Lisez Laurent Demoulin, Valérie Gay-Corajoud… Ils écrivent jour après jour leur expérience de paternité ou de maternité à travers le quotidien d’un enfant autiste. La délicatesse de leur propos est saisissante. Elle tient à leur attention de chaque instant, leur désir de dire au plus près de l’expérience, la poésie inouïe de leur écriture. Une chose par-dessus tout m’a frappée. Ils clament le salut par le temps.
L’agenda de chaque instant l’atteste, « une double vie » selon le mot de Laurent Demoulin. Il y a les rendez-vous avec les médecins, les orthophonistes, les psychomotriciens, les psys…, MDPH, les enseignants, les activités… Il y a surtout le temps de se faire à la manière d’être de leur enfant. Les inventions, les trouvailles, les formulations originales se font avec le temps : en un sens, « l’autisme, c’est l’éloge de la lenteur » comme le dit Catherine Léger. Lacan évoque à propos d’une analyse qu’il faut « le temps de se faire à l’être ». Ne peut -on penser que dans ce cas comme dans beaucoup d’autres, il faut le temps de se faire à l’être parent, le temps pour le sujet autiste de se faire à l’être.

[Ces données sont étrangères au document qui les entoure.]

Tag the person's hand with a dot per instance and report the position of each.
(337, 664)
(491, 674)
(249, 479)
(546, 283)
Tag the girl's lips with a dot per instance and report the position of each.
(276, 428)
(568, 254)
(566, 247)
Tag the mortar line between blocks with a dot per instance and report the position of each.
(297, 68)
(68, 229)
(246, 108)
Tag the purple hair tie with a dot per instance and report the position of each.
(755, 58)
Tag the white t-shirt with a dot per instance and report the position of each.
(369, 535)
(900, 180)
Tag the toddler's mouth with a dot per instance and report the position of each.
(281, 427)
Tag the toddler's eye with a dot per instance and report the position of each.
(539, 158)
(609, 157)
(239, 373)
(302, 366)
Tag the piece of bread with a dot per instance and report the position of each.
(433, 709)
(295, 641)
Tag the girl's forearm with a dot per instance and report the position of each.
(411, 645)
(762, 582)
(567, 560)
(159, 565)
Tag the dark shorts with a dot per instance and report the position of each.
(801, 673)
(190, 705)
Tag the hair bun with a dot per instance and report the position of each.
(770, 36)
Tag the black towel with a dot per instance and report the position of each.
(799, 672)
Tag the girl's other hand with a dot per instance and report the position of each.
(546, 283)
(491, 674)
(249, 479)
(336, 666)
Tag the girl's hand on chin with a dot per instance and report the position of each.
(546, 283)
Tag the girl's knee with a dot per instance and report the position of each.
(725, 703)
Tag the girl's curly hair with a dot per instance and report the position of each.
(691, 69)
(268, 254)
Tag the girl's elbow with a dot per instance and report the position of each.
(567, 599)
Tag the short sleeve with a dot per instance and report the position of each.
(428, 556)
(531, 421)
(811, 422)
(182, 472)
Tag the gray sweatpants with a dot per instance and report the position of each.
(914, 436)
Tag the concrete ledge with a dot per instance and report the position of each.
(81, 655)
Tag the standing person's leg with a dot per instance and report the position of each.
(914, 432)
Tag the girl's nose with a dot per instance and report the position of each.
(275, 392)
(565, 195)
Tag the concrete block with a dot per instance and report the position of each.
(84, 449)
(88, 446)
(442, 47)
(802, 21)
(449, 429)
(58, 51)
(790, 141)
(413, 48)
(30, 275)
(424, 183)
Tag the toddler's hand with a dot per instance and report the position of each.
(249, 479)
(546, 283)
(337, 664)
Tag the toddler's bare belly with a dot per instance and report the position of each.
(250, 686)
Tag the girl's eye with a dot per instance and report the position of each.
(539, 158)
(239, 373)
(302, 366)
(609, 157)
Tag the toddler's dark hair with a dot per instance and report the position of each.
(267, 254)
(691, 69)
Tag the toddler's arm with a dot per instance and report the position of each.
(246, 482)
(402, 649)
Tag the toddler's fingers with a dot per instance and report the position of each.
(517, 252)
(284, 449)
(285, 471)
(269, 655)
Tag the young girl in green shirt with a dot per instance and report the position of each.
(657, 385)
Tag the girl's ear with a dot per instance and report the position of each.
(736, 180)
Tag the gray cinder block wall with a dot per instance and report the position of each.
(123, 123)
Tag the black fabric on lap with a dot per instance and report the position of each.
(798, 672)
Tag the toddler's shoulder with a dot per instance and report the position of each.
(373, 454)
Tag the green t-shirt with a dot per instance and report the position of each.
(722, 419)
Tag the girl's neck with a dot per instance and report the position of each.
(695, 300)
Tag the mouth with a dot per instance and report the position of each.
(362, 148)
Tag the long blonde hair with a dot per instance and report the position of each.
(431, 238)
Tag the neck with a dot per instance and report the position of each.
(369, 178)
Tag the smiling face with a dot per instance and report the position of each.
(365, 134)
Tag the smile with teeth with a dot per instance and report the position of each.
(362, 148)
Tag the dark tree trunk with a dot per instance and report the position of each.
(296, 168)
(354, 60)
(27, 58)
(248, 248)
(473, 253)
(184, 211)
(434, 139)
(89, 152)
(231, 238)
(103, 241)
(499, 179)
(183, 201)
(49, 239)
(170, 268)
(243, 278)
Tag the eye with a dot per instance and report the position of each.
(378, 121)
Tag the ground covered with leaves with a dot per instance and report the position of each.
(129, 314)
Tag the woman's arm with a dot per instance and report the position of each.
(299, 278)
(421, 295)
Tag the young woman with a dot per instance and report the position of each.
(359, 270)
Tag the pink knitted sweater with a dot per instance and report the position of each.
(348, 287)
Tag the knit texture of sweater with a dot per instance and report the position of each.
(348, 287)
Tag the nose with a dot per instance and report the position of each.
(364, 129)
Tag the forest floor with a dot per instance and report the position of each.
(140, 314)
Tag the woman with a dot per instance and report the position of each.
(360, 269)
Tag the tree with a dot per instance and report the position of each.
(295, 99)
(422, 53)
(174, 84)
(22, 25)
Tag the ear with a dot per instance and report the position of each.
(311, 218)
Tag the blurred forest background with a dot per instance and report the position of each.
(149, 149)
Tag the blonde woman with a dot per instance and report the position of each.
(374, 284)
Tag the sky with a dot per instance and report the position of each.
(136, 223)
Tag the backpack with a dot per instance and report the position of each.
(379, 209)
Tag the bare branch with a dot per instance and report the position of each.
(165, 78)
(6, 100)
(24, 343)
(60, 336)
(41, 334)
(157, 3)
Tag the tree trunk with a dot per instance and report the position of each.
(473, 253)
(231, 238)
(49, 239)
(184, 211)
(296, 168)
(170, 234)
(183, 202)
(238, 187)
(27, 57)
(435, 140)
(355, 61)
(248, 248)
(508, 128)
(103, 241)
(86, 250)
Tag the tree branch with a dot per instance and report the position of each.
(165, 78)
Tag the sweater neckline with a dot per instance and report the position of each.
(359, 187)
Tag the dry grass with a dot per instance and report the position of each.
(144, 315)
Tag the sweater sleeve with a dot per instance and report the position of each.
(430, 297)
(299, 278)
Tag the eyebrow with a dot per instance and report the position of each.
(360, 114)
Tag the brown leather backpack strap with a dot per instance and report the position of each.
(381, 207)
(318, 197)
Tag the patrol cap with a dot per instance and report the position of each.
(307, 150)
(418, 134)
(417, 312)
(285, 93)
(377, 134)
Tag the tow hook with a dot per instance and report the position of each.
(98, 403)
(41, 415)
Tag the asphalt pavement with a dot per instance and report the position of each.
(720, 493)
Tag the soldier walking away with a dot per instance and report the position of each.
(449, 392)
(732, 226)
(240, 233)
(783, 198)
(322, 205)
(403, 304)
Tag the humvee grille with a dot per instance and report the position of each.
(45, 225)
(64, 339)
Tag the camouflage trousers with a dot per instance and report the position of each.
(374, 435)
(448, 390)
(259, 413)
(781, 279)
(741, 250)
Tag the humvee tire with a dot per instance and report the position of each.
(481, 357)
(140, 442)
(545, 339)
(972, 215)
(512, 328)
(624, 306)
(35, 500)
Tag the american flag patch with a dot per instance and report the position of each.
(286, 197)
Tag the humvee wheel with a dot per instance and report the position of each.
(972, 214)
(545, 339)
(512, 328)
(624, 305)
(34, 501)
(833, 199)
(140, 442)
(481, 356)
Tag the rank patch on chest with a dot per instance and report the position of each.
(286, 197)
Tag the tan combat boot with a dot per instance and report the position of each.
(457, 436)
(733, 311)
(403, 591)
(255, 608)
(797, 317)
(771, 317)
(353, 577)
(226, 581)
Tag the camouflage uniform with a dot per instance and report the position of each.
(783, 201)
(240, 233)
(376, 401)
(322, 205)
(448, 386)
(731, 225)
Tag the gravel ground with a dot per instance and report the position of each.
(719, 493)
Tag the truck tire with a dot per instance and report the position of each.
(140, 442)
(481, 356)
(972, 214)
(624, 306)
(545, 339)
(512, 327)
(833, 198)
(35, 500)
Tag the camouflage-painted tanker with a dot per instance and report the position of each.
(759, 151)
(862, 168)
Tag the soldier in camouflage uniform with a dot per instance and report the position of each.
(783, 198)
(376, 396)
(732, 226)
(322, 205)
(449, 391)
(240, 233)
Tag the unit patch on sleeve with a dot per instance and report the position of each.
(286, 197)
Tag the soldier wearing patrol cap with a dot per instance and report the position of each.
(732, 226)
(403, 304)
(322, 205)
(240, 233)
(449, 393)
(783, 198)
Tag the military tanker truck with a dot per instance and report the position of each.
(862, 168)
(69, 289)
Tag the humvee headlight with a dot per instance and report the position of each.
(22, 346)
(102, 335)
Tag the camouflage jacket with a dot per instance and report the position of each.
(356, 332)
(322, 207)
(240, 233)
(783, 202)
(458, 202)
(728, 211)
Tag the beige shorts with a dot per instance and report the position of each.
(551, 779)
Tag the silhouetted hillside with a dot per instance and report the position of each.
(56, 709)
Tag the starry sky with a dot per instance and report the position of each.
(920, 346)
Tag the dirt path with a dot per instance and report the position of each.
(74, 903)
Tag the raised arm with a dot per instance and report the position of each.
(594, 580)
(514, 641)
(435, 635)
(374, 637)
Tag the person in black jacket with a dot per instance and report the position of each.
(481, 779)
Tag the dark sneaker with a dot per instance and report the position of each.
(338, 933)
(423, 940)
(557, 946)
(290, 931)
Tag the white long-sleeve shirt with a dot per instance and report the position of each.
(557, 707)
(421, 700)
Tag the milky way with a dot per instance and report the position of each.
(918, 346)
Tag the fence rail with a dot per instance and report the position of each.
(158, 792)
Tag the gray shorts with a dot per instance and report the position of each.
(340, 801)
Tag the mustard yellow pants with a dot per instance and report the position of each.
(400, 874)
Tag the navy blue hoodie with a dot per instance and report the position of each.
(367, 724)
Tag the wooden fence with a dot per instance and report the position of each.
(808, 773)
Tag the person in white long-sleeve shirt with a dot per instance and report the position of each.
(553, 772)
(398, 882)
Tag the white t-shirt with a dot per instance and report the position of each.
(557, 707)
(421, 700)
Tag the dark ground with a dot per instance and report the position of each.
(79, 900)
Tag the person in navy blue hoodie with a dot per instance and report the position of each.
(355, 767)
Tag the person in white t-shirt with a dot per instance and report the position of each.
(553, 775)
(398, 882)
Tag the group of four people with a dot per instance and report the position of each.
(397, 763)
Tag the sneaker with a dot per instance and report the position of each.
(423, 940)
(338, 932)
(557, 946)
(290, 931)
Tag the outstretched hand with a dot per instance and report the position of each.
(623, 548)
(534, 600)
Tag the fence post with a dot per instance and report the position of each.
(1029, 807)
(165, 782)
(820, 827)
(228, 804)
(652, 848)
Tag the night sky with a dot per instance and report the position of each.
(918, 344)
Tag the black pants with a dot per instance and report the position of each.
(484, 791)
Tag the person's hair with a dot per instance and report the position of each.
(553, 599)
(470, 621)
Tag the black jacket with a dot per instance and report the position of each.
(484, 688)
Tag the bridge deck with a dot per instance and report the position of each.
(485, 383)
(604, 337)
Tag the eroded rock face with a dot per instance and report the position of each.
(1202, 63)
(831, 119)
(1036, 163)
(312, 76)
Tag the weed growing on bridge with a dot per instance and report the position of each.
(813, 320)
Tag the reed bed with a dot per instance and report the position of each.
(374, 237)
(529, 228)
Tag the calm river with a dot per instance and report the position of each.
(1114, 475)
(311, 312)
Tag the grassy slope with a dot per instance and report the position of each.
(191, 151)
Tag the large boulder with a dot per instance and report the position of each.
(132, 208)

Se dessine ainsi une voie d’apparence précaire et pourtant tellement lucide pour permettre à un sujet de trouver sa place dans la routine du monde, de stabiliser son rapport au signifiant, détacher une parcelle de jouissance pour en faire un objet. Cette orientation suppose de lire le sentiment d’intrusion propre à l’autisme avec Lacan : comme « le développement d’une défense », l’éloignement du monde comme le signe paradoxal d’une transparence à celui-ci, une ouverture absolue.Accorder la plus haute importance au moindre goût, intérêt, la plus infime inclination du sujet dit autiste, en guise de médiation pour organiser, apprivoiser un monde perçu « par bribes et par bouts » (Donna Williams), dessiner un bord (ainsi qu’Éric Laurent le développe) pour qu’un lien entre l’Un-corps et l’autre soit possible. Cette position qui nécessite le temps comme le plus sûr allié peut certainement se recommander de Lacan : « Disons que semblable trouvaille ne peut être que le prix d’une soumission entière, même si elle est avertie, aux positions proprement subjectives du malade, positions qu’on force trop souvent à les réduire dans le dialogue au processus morbide, renforçant alors la difficulté de les pénétrer d’un réticence provoquée non sans fondement chez le sujet »[1].
[1] Lacan J., « D’une question préliminaire à tout traitement possible de la psychose », Écrits, Paris, Seuil, 1966, p.534.